There is the activating part, the so-called sympathetic nervous system and the damping part, the parasympathetic nervous system. The sympathetic nervous system acts on the heart via the stress hormones adrenaline and noradrenaline, which are released during physical activity, for example, and can thus increase heart rate, power and blood pressure. However, if there is a heart disease, such as cardiac insufficiency, rhythm disturbances or high blood pressure, it can be helpful to reduce this increase in heart performance so that the heart can better supply itself and work more economically.
This is where the beta-blockers come in, by blocking the docking sites, the so-called beta-adrenoreceptors, of the stress hormones and thus preventing them from having their effect. As a result, the heart beats more slowly, i.e. the heart rate is lowered. On the one hand, this ensures that the heart can now be better supplied with oxygen.
This can only happen if the heart relaxes and fills up again after the blood has been expelled. During this time oxygen reaches the heart muscles via the coronary arteries. When the heartbeat slows down, this phase, known as diastole, lasts longer and the oxygen supply to the heart increases.
In patients suffering from cardiac arrhythmia, the slower heartbeat can also help to promote the heart’s natural conduction of excitation. On the other hand, the heart now consumes less oxygen because the heart’s performance has been reduced. Doctors say that the heart works more economically, i.e. more efficiently.
This is particularly helpful for patients with cardiac insufficiency or recurrent chest pain (angina pectoris). Finally, beta blockers lower blood pressure. This not only relieves the heart, as it no longer has to pump against increased resistance, but also has a positive effect on our entire body, as increased blood pressure is known to be a risk factor for many diseases such as arteriosclerosis.
The side effects of beta blockers on mental health have been discussed for some time. The study situation is contradictory on this topic and the medical specialists seem to disagree. It is said that patients who take beta blockers have an increased risk of developing depression.

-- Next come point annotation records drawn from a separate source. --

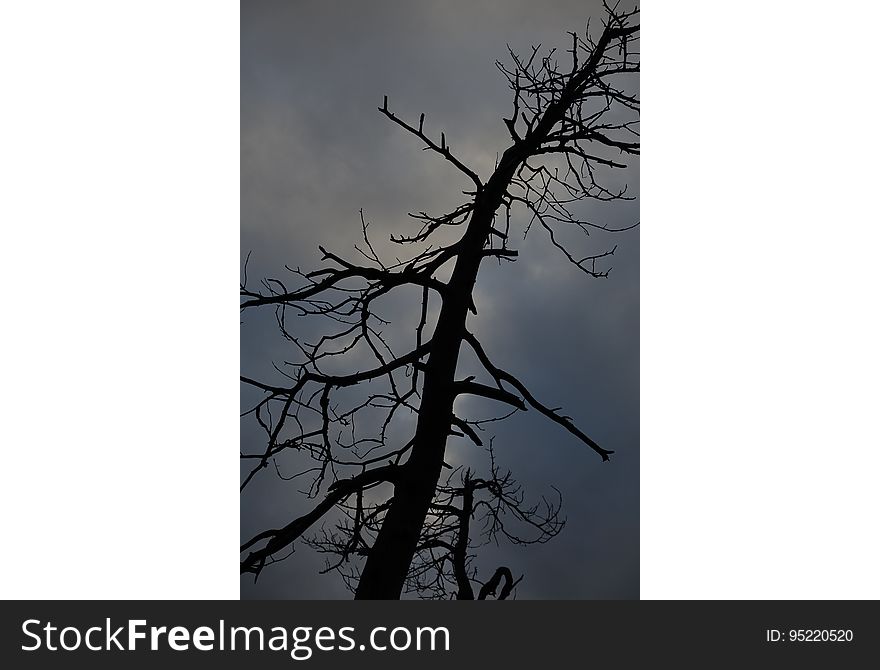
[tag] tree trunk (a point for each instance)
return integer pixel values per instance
(390, 557)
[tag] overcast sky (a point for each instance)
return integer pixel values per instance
(314, 150)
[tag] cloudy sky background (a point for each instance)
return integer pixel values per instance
(314, 150)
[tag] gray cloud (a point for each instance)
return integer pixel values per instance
(314, 150)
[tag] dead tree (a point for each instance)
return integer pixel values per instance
(574, 117)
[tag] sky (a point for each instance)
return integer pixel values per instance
(315, 150)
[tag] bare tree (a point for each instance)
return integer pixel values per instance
(402, 523)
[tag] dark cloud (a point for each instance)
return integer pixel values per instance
(314, 150)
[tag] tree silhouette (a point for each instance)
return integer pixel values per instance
(405, 519)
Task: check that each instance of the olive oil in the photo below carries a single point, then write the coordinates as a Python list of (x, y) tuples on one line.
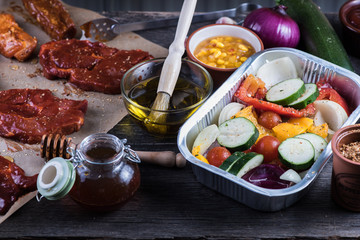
[(186, 94)]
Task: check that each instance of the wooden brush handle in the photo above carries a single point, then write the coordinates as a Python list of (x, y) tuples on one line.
[(171, 68), (165, 158)]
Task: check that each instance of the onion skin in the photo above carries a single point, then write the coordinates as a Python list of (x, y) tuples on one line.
[(274, 27)]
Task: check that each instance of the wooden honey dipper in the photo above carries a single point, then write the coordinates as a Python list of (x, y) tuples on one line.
[(55, 145)]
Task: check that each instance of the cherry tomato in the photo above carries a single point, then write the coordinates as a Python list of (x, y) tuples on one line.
[(267, 146), (269, 119), (217, 155)]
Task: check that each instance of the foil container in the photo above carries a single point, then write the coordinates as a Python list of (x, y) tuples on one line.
[(311, 69)]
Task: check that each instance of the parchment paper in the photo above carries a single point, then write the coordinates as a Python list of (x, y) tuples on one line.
[(104, 111)]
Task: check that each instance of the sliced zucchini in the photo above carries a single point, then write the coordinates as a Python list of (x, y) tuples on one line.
[(309, 96), (296, 153), (227, 164), (246, 163), (237, 134), (286, 91), (318, 142), (206, 137), (228, 111)]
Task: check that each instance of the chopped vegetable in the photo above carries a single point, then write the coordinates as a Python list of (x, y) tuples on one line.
[(251, 85), (277, 71), (286, 92), (296, 153), (249, 114), (291, 176), (227, 164), (195, 153), (237, 134), (205, 138), (229, 111), (321, 130), (309, 96), (304, 122), (217, 155), (267, 176), (287, 130), (332, 95), (245, 163), (268, 147)]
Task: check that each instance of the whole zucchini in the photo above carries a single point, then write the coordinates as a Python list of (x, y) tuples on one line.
[(317, 34)]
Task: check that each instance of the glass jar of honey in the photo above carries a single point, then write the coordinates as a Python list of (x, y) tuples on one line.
[(102, 173)]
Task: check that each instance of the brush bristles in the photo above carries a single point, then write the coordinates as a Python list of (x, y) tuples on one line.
[(155, 122)]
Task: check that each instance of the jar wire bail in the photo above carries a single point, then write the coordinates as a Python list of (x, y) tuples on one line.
[(130, 154)]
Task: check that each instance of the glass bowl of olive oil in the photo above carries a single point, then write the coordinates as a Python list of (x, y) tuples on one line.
[(139, 90)]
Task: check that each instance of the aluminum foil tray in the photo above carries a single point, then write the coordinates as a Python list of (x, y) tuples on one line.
[(311, 69)]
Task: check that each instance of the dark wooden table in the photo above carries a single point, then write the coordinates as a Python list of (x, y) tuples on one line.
[(171, 204)]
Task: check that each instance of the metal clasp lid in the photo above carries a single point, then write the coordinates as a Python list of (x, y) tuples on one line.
[(55, 179), (130, 154)]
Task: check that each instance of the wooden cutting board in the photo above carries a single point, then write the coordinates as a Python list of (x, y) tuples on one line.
[(104, 111)]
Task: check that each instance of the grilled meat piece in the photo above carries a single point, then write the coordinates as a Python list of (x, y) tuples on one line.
[(27, 114), (91, 66), (14, 41), (52, 17), (13, 184)]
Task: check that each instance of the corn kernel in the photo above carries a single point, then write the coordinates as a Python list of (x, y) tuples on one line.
[(223, 51), (232, 59), (217, 54), (242, 47), (223, 55), (238, 64), (220, 45), (211, 58), (220, 62), (212, 50), (243, 59)]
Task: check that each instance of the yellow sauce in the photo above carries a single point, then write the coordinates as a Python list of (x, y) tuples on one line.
[(224, 51)]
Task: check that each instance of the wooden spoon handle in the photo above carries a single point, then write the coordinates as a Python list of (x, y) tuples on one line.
[(170, 71), (165, 158)]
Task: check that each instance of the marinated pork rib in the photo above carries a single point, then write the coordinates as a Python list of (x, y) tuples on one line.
[(91, 66), (27, 114), (14, 184), (14, 41), (52, 17)]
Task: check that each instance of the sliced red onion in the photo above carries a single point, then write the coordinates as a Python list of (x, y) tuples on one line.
[(274, 27), (267, 176)]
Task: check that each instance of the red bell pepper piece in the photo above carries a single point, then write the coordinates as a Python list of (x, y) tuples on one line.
[(252, 85)]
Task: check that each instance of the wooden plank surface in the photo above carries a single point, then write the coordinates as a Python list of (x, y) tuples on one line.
[(171, 204)]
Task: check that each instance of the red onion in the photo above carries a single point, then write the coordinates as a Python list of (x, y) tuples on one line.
[(267, 176), (274, 27)]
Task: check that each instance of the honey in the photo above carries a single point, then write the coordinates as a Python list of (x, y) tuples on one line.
[(101, 175)]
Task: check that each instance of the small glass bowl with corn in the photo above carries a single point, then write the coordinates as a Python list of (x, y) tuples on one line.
[(222, 48)]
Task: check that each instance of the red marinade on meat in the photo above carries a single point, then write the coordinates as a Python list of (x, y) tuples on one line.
[(27, 114), (13, 184), (91, 66)]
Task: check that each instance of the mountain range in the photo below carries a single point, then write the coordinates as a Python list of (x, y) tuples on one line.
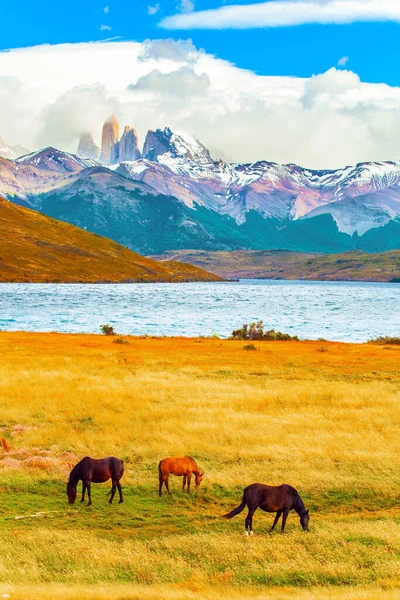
[(38, 249), (174, 195)]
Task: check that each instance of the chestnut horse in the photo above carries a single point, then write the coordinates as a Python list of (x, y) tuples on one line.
[(280, 499), (185, 467), (92, 470)]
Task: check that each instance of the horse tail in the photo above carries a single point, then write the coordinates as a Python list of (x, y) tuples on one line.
[(238, 509)]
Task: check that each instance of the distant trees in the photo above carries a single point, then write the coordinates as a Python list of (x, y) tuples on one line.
[(255, 331)]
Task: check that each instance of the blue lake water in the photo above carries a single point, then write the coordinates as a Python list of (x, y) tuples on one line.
[(332, 310)]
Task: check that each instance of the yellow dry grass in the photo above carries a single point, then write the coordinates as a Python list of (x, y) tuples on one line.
[(323, 417)]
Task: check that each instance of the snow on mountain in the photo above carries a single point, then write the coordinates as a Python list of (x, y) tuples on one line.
[(359, 198), (182, 166), (51, 159)]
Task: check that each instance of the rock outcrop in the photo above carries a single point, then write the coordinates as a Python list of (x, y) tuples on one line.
[(87, 147), (129, 146), (110, 142), (156, 143)]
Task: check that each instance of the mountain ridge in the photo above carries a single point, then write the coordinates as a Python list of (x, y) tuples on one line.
[(38, 249), (188, 200)]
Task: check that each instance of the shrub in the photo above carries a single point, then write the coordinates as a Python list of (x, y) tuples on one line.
[(107, 330), (120, 341), (249, 347), (386, 340), (255, 331)]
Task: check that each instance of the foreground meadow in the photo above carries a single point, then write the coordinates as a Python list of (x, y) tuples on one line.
[(321, 416)]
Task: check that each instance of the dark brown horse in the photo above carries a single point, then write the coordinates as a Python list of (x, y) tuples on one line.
[(280, 499), (92, 470), (185, 467)]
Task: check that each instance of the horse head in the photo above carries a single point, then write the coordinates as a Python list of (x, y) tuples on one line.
[(304, 520), (199, 477), (71, 493)]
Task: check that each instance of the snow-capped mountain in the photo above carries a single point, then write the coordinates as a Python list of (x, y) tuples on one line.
[(10, 152), (51, 159), (181, 166), (193, 201)]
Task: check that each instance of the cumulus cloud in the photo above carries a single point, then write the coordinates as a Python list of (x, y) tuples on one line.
[(186, 6), (175, 50), (342, 62), (286, 13), (153, 10), (182, 83), (326, 121)]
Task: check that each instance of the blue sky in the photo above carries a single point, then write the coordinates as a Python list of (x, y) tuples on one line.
[(313, 82), (372, 49)]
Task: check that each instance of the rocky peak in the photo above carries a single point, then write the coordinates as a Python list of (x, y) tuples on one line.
[(163, 141), (110, 142), (87, 147), (129, 145)]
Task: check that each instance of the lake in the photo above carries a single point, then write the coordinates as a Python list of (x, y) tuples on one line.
[(333, 310)]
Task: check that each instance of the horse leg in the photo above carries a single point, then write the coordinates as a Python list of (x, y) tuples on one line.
[(278, 514), (249, 522), (120, 492), (113, 490), (285, 515), (89, 489)]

This is in contrast to studies that have formed two groups of patients, where only one group received the beta-blocker while the other group received a tablet without an active substance (placebo). Here it was shown that there was no clear difference between the two test groups and in this case there were even fewer patients suffering from depression in the beta-blocker group than in the comparison group. Accordingly, the effect of beta-blockers on the psyche has not been conclusively clarified.